2. Remember to build down time into your schedule. People get very grouchy when they’re tired, so build in at least 15 minutes of alone time with no distractions. Just getting in a good stretch or taking a short cat nap can be refreshing.
3. Simplify! It’s OK to use paper plates this year instead of the good china or to buy the rolls instead of making them from scratch.
4. Don’t abandon healthy habits. You continue to need daily exercise and adequate rest, especially during the holidays when everyone tends to overeat and overindulge.
Other ideas for keeping stress at a minimum this holiday season include the following:
1. Modify your holiday cooking habits. Try making casseroles and meals that you can freeze ahead of time. Freeze sugar cookies and save the decorating for later. Host a potluck-style dinner instead of cooking everything yourself.
2. Trade off holiday shopping time with another family. Babysit each other’s children so you can have quality time to shop.
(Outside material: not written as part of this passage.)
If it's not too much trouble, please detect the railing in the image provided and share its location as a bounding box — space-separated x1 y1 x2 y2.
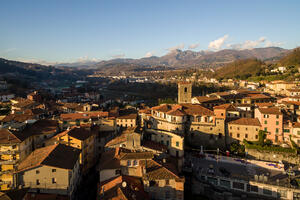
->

3. Delegate duties and don’t try to do everything on your own.
4. Set differences aside and accept family members and friends as they are. Holiday times may not be the right time to bring up grievances and try to solve past issues.
5. Learn to say no, or at least, “I need to think about it.”
“Finally, always keep your sense of humor!” Burcham said. “This will help you keep the atmosphere light and put a different perspective on the situations that can come up. I wish all of you readers a happy, stress-free holiday season!”